Option 2. is the route I'm going down. It's actually quite a good deal for a DIY'er because the costs of inspection and testing are carried by the local authority.
 
I think the councils had a major problem with Part P one their staff were not trained and two DIY people get it wrong so a re-wire becomes a multi-re-wire with do it again and do it properly. Inspectors could have to return to site many times where people got it wrong so the law change allowed charging for each inspection.

This is news to me, and a potential major issue for us. Bummer, I'll need to re-research how this works. Thank you for your comprehensive reply! I'm not looking to skirt the law, and I am looking to do this safely.
 
I think the councils had a major problem with Part P one their staff were not trained and two DIY people get it wrong so a re-wire becomes a multi-re-wire with do it again and do it properly. Inspectors could have to return to site many times where people got it wrong so the law change allowed charging for each inspection.
This is news to me, and a potential major issue for us. Bummer, I'll need to re-research how this works. Thank you for your comprehensive reply! I'm not looking to skirt the law, and I am looking to do this safely.
As I understand the situation, they cannot charge extra (over and above the notification fee) for activities of their own inspectors. However, many/most LABCs do not have (any or enough) appropriate inspectors for electrical work and therefore contract out that work to outside electricians. As eric has said, although I believe that the rules didn't initially allow it, I also believe the rules were fairly quickly changed so as to allow the LABC to 'pass through' the cost of these contracted outside electricians to the applicant.

Kind Regards, John
 
Thanks John, might be worth a discussion with the authority and get confirmation one way or the other.

Another few questions:

I'm thinking of using a glue gun or something like no-more nails to fix the cables within the chases - Are there any drawbacks with doing it this way? (Other than not being able to remove the cables, but I'm not putting them in conduit anyway)

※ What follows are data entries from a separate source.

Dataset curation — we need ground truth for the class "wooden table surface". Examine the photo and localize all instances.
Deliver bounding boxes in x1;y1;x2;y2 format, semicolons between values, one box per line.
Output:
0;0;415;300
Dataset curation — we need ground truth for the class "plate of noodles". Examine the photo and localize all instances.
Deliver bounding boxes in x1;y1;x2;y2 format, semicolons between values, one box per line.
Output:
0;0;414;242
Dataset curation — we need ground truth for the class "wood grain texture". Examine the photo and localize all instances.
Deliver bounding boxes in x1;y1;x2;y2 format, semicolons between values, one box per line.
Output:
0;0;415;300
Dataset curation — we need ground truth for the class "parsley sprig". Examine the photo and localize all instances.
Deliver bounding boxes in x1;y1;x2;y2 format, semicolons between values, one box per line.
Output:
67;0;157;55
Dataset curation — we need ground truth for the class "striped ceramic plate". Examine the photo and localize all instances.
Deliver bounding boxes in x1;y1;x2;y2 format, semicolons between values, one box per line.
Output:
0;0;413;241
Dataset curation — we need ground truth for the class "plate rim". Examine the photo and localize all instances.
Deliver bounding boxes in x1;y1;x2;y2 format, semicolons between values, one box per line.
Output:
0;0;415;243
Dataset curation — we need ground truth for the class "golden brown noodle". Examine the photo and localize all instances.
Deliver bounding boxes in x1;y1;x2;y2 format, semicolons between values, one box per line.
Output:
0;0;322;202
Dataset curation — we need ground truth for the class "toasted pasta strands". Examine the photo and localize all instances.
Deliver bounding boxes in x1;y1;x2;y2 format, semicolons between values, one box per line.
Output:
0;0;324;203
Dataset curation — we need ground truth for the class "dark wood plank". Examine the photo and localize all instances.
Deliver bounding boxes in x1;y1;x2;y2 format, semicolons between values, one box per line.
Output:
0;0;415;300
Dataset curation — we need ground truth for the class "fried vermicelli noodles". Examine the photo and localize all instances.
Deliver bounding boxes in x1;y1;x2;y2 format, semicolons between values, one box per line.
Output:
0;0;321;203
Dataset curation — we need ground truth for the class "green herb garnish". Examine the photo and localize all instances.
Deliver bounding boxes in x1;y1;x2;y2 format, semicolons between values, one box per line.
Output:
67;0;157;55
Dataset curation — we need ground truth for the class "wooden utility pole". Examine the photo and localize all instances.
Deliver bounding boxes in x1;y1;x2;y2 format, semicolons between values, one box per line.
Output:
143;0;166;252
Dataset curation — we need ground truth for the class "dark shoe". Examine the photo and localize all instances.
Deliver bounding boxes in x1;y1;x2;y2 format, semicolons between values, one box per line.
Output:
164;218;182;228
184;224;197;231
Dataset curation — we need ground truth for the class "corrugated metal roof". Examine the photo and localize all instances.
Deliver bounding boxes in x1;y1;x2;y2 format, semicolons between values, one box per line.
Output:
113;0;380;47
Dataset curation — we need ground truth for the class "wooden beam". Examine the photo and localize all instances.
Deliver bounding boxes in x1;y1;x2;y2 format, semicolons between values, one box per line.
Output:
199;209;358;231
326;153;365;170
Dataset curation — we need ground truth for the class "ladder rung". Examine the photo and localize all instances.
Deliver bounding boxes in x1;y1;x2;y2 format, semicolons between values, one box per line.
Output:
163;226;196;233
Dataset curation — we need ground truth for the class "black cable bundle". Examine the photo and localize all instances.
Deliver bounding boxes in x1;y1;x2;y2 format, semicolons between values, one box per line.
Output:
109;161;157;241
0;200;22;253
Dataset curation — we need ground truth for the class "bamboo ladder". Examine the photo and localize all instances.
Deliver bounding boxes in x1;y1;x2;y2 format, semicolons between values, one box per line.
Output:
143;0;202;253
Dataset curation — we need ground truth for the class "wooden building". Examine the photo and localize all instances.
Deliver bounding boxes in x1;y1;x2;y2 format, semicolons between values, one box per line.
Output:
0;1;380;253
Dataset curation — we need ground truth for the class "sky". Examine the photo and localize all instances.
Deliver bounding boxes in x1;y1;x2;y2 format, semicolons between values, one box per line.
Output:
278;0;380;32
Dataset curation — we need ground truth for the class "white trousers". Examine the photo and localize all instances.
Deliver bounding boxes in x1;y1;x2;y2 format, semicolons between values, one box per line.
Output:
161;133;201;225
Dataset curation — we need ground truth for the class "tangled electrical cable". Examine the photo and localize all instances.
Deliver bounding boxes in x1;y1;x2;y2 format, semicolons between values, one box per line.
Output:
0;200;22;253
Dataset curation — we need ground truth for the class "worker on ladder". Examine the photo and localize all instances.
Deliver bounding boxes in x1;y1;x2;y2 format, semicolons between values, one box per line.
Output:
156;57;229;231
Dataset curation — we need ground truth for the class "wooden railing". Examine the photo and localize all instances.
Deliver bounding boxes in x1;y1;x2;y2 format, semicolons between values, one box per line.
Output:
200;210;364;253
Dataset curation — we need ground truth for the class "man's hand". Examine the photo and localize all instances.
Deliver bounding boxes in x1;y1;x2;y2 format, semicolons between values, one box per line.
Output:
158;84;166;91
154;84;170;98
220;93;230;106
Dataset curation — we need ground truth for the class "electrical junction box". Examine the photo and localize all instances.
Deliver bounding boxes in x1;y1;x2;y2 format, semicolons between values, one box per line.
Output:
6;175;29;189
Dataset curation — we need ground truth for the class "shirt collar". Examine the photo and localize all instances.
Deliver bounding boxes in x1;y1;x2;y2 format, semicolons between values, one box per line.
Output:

If I'm installing wiring in open chases "as decoration" but not connecting them to a CU, can I delay the notification until my intention changes and I decide my decorations would better serve as new electrical wiring? I know I'm pushing the limits here but I can't get the wiring done in 2 weeks (let alone 2 months, as only working a couple hours each weekend) and I'd prefer it all to be inspected/signed off in one shot. What I'm thinking is that cables laid in chases aren't technically an electrical circuit until they are connected and could literally just be decoration (although god awful decoration). Also if I leave it all open could/would a friendly electrician be happy to/able to come in and check it out/sign it off as their work? I do know a few friendly leccys.
 
I'm thinking of using a glue gun or something like no-more nails to fix the cables within the chases.
Hot glue is likely to cause damage to the insulation. Gripfill and the like could be used and will be substantially cheaper than hot glue. I use this: http://www.toolstation.com/shop/p10243

If I'm installing wiring in open chases "as decoration" but not connecting them to a CU, can I delay the notification until my intention changes and I decide my decorations would better serve as new electrical wiring?
No. You notify before anything is started. During that process you must also ask them what inspections etc. they will want to do, when, how often, etc.

I know I'm pushing the limits here but I can't get the wiring done in 2 weeks (let alone 2 months
There is no 2 week limit.
Building notices expire after 3 years if the work has not started.

Also if I leave it all open could/would a friendly electrician be happy to/able to come in and check it out/sign it off as their work?
Unlikely. If you want an electrician involved, contact them before doing anything.
 
The more I read, the more I'm convinced that you are not yet competent to be tackling a complete rewire.